The Very Best of Baden-Baden, Germany

The German spa town of Baden-Baden is located on the western foothills of the Black Forest on the banks of the Oos River.

Within easy reach of the French border, Baden-Baden is an interesting destination for thermal baths and so much more. From Strasbourg (France), Basel (Switzerland) and Frankfurt (Germany), Baden-Baden makes for the ideal and relaxing day trip.

Baden-Baden Baths

Friedrichsbad

Known for its restorative powers, Baden-Baden’s thermal waters bubble at temperatures of 68ºC (154ºF) from twelve springs at 2,000 metres (6,562 feet) beneath the ground. These spas and their positive effects on the skin and respiratory tract are the primary reason why visitors go to Baden-Baden.

The Caracalla Spa is one of most popular. It’s extremely complete, including several wellness programs, sauna, indoor and outdoor pools, and water jets.

The Friedrichsbad are the historic spas, combining the tradition of Roman and Irish baths since 1877. Unlike Caracalla, these impressive baths impose a strict no-clothes-allowed immersion. But the place promises an invigorating 17-step ritual with changing temperatures and various baths for total relaxation. Equally inspiring are the ornate celings of the central dome.

Best Attractions in Baden-Baden

Lichtentaler Allee Park

Lichtentaler Allee: This 3.5 km long tree-lined boulevard decorated with Belle Époque monuments is a tribute to the art of gardening.

Museum Frieder Burda: Nestled in the Lichtentaler Allee Park, this museum was designed by the architect Richard Meier. It has a wide collection of contemporary art, with works by Georg Baselitz, Ernst Ludwig Kirchner and Jackson Pollock.

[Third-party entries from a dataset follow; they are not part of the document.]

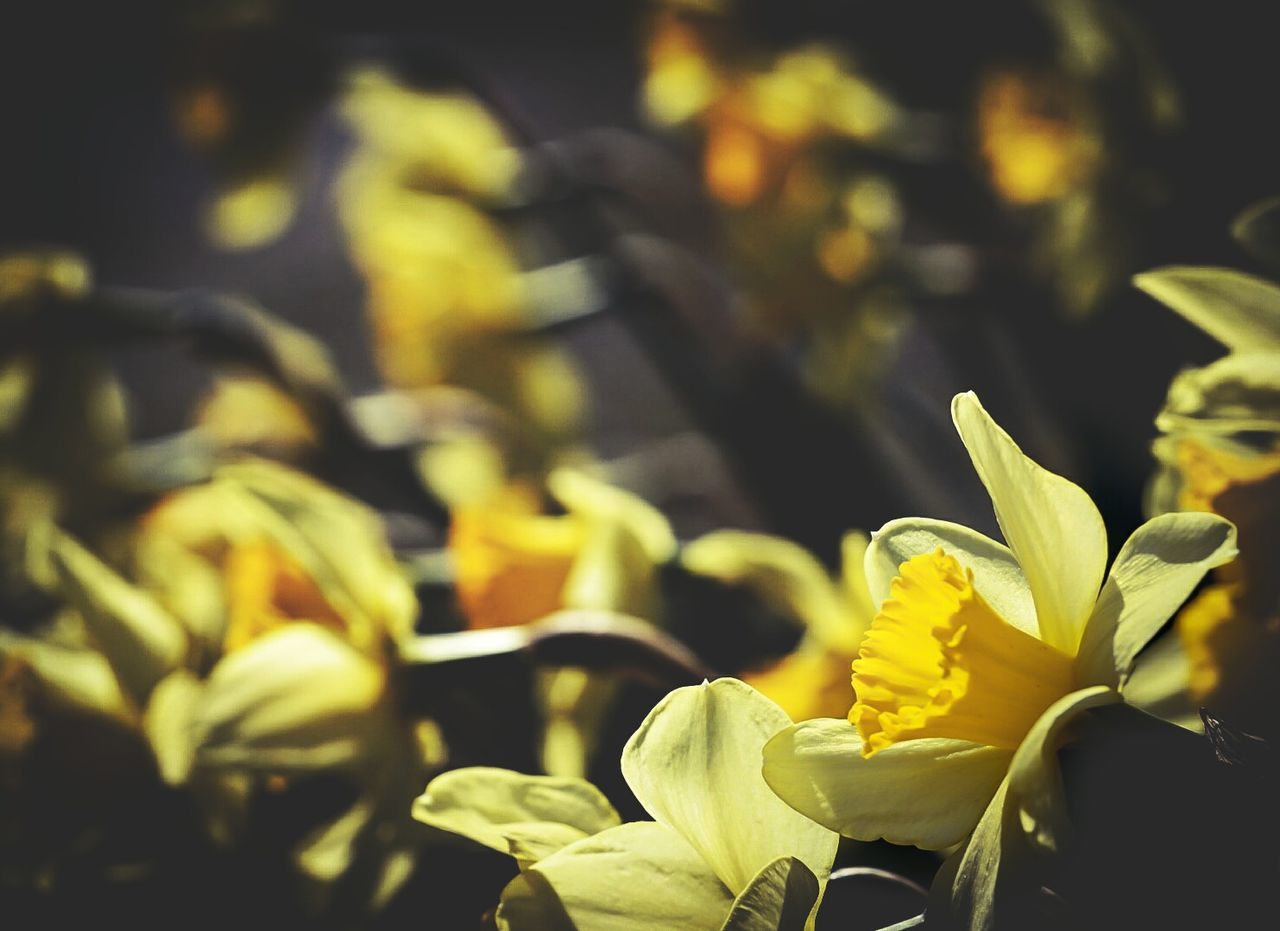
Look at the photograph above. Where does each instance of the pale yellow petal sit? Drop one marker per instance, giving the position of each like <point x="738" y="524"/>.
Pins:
<point x="140" y="639"/>
<point x="493" y="806"/>
<point x="1051" y="525"/>
<point x="1239" y="310"/>
<point x="996" y="574"/>
<point x="928" y="793"/>
<point x="632" y="877"/>
<point x="1034" y="781"/>
<point x="698" y="742"/>
<point x="1156" y="570"/>
<point x="297" y="698"/>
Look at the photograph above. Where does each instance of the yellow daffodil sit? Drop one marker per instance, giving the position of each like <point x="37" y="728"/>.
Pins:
<point x="978" y="658"/>
<point x="813" y="680"/>
<point x="255" y="639"/>
<point x="722" y="850"/>
<point x="513" y="565"/>
<point x="277" y="583"/>
<point x="449" y="300"/>
<point x="1034" y="137"/>
<point x="1220" y="452"/>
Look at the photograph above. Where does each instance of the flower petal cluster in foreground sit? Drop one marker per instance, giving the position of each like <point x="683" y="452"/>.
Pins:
<point x="722" y="850"/>
<point x="979" y="656"/>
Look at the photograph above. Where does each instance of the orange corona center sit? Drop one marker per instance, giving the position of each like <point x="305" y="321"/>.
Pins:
<point x="940" y="662"/>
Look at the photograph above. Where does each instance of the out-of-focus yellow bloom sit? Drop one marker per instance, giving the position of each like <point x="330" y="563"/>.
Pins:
<point x="813" y="680"/>
<point x="447" y="296"/>
<point x="513" y="565"/>
<point x="714" y="859"/>
<point x="62" y="411"/>
<point x="255" y="640"/>
<point x="242" y="412"/>
<point x="1207" y="471"/>
<point x="979" y="656"/>
<point x="511" y="562"/>
<point x="251" y="214"/>
<point x="1220" y="452"/>
<point x="1033" y="136"/>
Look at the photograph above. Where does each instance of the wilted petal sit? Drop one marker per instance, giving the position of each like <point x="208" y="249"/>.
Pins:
<point x="1051" y="524"/>
<point x="140" y="639"/>
<point x="780" y="898"/>
<point x="504" y="809"/>
<point x="1156" y="570"/>
<point x="1235" y="395"/>
<point x="295" y="698"/>
<point x="681" y="762"/>
<point x="996" y="574"/>
<point x="632" y="877"/>
<point x="928" y="792"/>
<point x="327" y="852"/>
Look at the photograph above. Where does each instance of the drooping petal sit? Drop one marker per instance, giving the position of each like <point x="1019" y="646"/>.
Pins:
<point x="168" y="724"/>
<point x="780" y="898"/>
<point x="1156" y="570"/>
<point x="1034" y="781"/>
<point x="140" y="639"/>
<point x="681" y="761"/>
<point x="632" y="877"/>
<point x="1239" y="310"/>
<point x="1160" y="684"/>
<point x="1025" y="813"/>
<point x="296" y="698"/>
<point x="1051" y="525"/>
<point x="996" y="573"/>
<point x="490" y="806"/>
<point x="928" y="792"/>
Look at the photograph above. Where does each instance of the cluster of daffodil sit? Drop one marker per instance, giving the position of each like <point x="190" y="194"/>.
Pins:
<point x="1219" y="451"/>
<point x="965" y="681"/>
<point x="808" y="227"/>
<point x="448" y="295"/>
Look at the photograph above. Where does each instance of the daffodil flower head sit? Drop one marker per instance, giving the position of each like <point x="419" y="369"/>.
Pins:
<point x="981" y="655"/>
<point x="938" y="661"/>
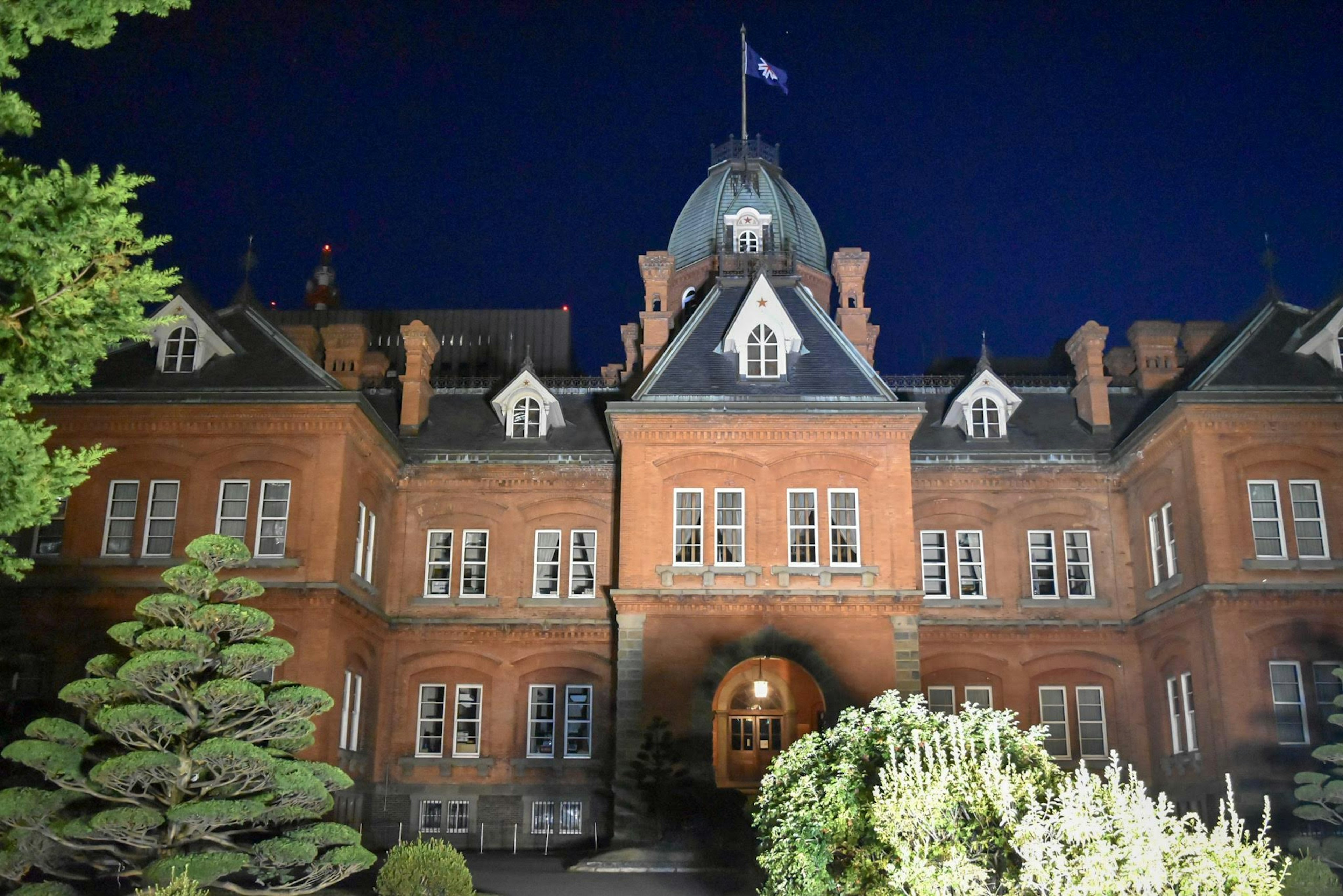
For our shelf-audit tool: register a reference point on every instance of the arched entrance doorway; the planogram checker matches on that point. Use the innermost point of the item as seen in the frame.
(762, 706)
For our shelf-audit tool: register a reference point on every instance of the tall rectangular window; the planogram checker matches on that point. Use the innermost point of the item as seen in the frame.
(578, 722)
(438, 563)
(730, 527)
(802, 527)
(942, 699)
(1288, 703)
(844, 527)
(433, 707)
(932, 547)
(273, 519)
(583, 563)
(1053, 715)
(1267, 520)
(688, 527)
(1082, 582)
(123, 497)
(970, 563)
(350, 710)
(1044, 582)
(232, 516)
(476, 554)
(546, 565)
(571, 817)
(540, 722)
(162, 519)
(49, 537)
(1091, 723)
(467, 722)
(1309, 519)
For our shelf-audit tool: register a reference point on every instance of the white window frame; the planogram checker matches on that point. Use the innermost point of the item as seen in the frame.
(262, 519)
(532, 721)
(108, 519)
(421, 719)
(470, 565)
(945, 563)
(590, 721)
(677, 529)
(1299, 703)
(739, 529)
(832, 529)
(457, 719)
(457, 817)
(151, 519)
(219, 508)
(577, 819)
(961, 578)
(575, 562)
(1053, 563)
(1088, 565)
(1278, 520)
(558, 563)
(442, 565)
(814, 527)
(946, 698)
(1103, 722)
(432, 829)
(1296, 520)
(1068, 735)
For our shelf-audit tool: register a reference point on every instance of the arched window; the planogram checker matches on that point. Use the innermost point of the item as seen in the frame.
(526, 422)
(986, 420)
(180, 357)
(762, 352)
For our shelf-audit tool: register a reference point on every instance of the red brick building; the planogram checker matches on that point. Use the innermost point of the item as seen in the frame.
(503, 572)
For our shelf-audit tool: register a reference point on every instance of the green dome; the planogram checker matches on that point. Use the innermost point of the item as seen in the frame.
(737, 185)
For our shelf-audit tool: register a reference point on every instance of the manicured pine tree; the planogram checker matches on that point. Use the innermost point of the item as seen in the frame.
(185, 762)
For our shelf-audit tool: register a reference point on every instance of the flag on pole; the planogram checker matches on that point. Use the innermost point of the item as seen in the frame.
(758, 68)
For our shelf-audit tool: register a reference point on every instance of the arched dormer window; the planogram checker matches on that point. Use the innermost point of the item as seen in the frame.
(762, 352)
(526, 420)
(986, 420)
(180, 357)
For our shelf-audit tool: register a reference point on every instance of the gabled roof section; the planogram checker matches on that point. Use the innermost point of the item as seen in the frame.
(1262, 357)
(694, 367)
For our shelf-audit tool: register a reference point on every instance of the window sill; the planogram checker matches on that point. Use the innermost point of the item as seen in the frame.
(454, 602)
(708, 573)
(1299, 565)
(1165, 586)
(824, 574)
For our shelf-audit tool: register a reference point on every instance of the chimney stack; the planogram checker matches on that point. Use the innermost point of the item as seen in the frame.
(1087, 350)
(851, 269)
(422, 347)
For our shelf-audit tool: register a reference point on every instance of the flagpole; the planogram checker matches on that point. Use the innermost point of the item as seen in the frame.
(743, 89)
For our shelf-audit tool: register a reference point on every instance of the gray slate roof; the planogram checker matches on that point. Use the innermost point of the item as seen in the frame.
(831, 370)
(699, 230)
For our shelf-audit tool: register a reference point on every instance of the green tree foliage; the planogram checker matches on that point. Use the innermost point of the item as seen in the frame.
(1321, 797)
(186, 766)
(425, 868)
(896, 800)
(70, 282)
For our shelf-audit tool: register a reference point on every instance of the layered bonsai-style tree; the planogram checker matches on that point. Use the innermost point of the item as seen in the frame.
(185, 762)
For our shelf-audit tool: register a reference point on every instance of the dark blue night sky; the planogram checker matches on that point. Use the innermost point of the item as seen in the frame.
(1016, 169)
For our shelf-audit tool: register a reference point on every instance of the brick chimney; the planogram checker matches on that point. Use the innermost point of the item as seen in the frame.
(1154, 351)
(344, 352)
(1087, 350)
(1196, 336)
(851, 268)
(422, 347)
(660, 307)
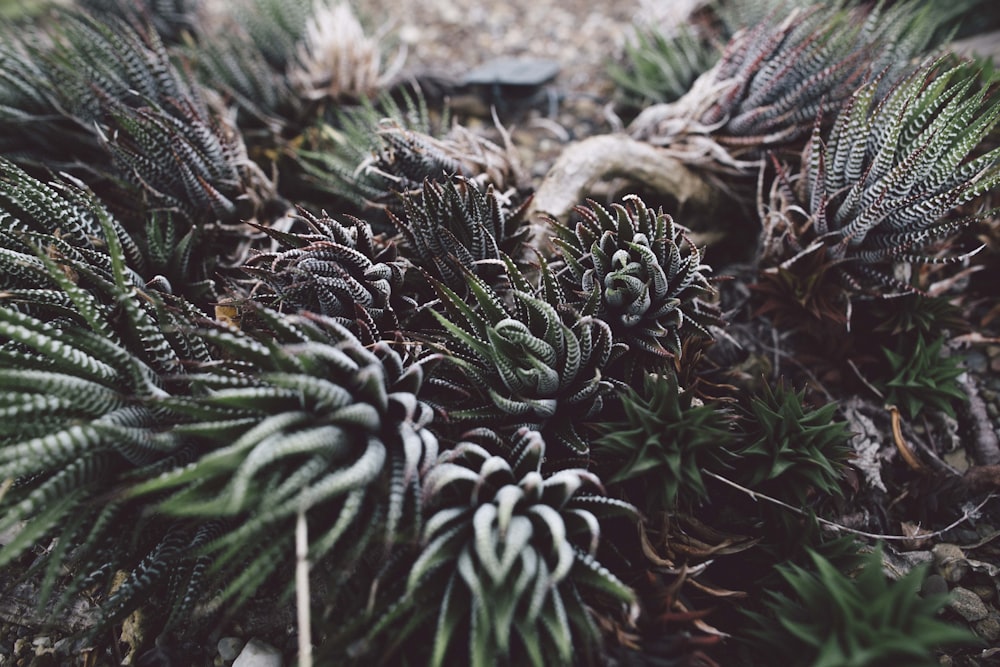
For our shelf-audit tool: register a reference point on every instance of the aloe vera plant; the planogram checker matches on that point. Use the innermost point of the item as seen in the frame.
(522, 364)
(636, 269)
(470, 449)
(831, 619)
(775, 78)
(878, 191)
(509, 556)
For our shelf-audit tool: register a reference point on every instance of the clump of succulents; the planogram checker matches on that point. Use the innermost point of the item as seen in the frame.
(827, 618)
(656, 454)
(212, 438)
(200, 388)
(507, 570)
(775, 78)
(919, 378)
(635, 269)
(790, 450)
(338, 270)
(877, 192)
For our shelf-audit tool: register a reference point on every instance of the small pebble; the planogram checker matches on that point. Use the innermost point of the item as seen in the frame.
(229, 648)
(989, 628)
(968, 605)
(934, 584)
(950, 561)
(976, 361)
(259, 654)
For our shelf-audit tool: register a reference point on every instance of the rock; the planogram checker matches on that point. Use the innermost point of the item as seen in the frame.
(517, 72)
(934, 584)
(968, 605)
(229, 648)
(989, 628)
(259, 654)
(950, 561)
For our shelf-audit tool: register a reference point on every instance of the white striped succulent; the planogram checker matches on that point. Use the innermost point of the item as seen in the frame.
(775, 78)
(521, 363)
(508, 560)
(880, 190)
(636, 269)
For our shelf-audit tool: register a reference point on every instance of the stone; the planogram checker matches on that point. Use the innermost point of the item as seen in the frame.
(989, 628)
(950, 561)
(934, 584)
(968, 605)
(518, 72)
(259, 654)
(229, 648)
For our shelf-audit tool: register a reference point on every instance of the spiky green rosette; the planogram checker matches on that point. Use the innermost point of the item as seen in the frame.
(656, 454)
(109, 97)
(775, 78)
(878, 191)
(153, 442)
(521, 363)
(301, 418)
(370, 153)
(919, 377)
(790, 450)
(508, 570)
(635, 269)
(339, 270)
(452, 227)
(831, 620)
(659, 66)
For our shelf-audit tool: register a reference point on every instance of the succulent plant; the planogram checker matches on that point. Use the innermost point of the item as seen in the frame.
(372, 152)
(521, 364)
(919, 377)
(658, 66)
(635, 269)
(879, 190)
(790, 450)
(210, 439)
(336, 60)
(828, 618)
(338, 270)
(452, 227)
(145, 136)
(656, 454)
(776, 77)
(508, 570)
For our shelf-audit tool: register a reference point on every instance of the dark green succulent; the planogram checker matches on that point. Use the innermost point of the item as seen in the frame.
(508, 570)
(660, 66)
(920, 378)
(878, 191)
(152, 441)
(657, 453)
(452, 227)
(338, 270)
(107, 99)
(828, 619)
(775, 78)
(520, 363)
(791, 450)
(372, 152)
(635, 269)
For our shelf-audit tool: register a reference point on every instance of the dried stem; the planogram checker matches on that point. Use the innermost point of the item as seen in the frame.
(756, 495)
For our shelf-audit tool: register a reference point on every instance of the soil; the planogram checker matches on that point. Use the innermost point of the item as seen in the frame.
(444, 40)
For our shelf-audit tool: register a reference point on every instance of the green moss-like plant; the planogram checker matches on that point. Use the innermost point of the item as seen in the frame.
(789, 449)
(656, 454)
(828, 619)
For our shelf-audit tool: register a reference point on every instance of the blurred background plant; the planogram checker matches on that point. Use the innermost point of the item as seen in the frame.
(270, 302)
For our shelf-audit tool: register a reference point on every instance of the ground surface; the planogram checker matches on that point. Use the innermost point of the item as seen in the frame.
(446, 39)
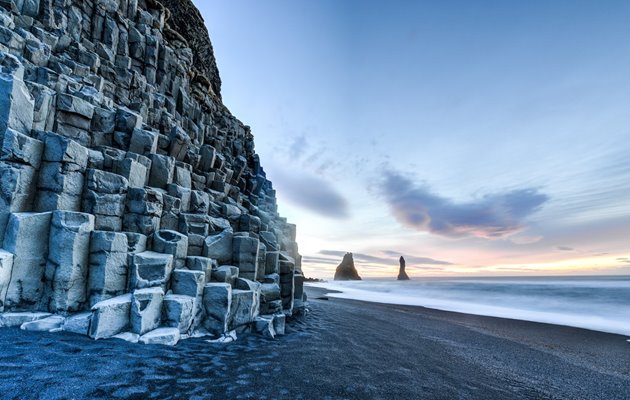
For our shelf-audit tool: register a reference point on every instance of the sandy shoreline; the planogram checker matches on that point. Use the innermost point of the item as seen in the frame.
(344, 349)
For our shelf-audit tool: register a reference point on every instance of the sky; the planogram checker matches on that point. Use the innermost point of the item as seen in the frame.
(475, 138)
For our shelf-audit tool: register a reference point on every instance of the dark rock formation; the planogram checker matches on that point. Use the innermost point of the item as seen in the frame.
(402, 275)
(185, 19)
(346, 270)
(132, 202)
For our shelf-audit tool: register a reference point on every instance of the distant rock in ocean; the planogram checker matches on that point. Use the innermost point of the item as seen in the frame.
(346, 270)
(402, 275)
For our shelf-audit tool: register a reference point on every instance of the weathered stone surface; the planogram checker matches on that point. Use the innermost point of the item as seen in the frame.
(163, 336)
(263, 324)
(217, 302)
(53, 323)
(29, 263)
(162, 170)
(19, 148)
(16, 103)
(245, 256)
(110, 317)
(189, 283)
(244, 308)
(128, 337)
(78, 323)
(107, 265)
(68, 261)
(203, 264)
(279, 323)
(6, 267)
(143, 142)
(13, 319)
(146, 309)
(105, 109)
(106, 182)
(150, 269)
(16, 192)
(225, 273)
(219, 247)
(179, 311)
(171, 242)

Festspielhaus: Built in the 19th century, this imposing concert hall is located just outside Lichtentaler Allee. It is one of the largest opera and concert venues in Europe.

Casino Baden-Baden: This casino has been the ultimate symbol of luxury since the early 19th century

Badeviertel: The spa district is also home to some of Baden-Baden’s finest shops.

Altes Schloss: The Hohenbaden Old Castle, also known as Altes Schloss, was built in 1102. Visit its dungeons and climb to the viewpoint for stunning views of Baden-Baden, the Black Forest and the Rhine Valley.

Where to Eat

In the historic center, you’ll find a number of shops, and several restaurants where you can sample Alsatian cuisine, which has both French and German influences
The restaurant attached to Brenners Park-Hotel & Spa (Schillerstrasse 4-6) serves regional specialties, and the Löwenbräu (Gernsbacher Strasse 9) offers Bavarian cuisine.

A less expensive option is Rosso Bianco (Lichtentaler Allee 5) located in the precinct of the oldest German tennis club, the TennisClub Rot-Weiss. The menu includes salads, pizzas and pasta, served on the terrace overlooking the tennis courts.

Where to Stay

Baden-Baden offers hotels with a relatively vast range of prices, abd breakfast usually included in the rate.

Hotel Belle Epoque: Set in a beautiful stately home with its own private grounds, this hotel is located walking distance of Baden-Baden’s main attractions. All rooms have a classic decor and offer all the amenities.

Hotel am Markt: This family-run hotel has been a guest house for over 250 years. Located in the heart of Baden-Baden, it offers modern and individually decorated rooms. In summer, breakfast is served on a pleasant terrace.

Heliopark Bad Hotel Zum Hirsch: This boutique hotel not only has a spa as many of the rooms have bathrooms with their own thermal spring water supply.

How to Get There

The budget Easyjet has flights to Basel-Mulhouse-Freiburg Airport. Another option to get to Baden-Baden is to fly on Ryanair or Lufthansa to Frankfurt International Airport.

From Basel (Basel SBB) and Frankfurt (Main) Hauptbahnhof railway stations, there are direct trains to Baden-Baden station, about 15 minutes by bus (line 201) from the city centre. Either way, the journey by train takes about 1h30. Tickets start at €20, and can be purchased online or on site.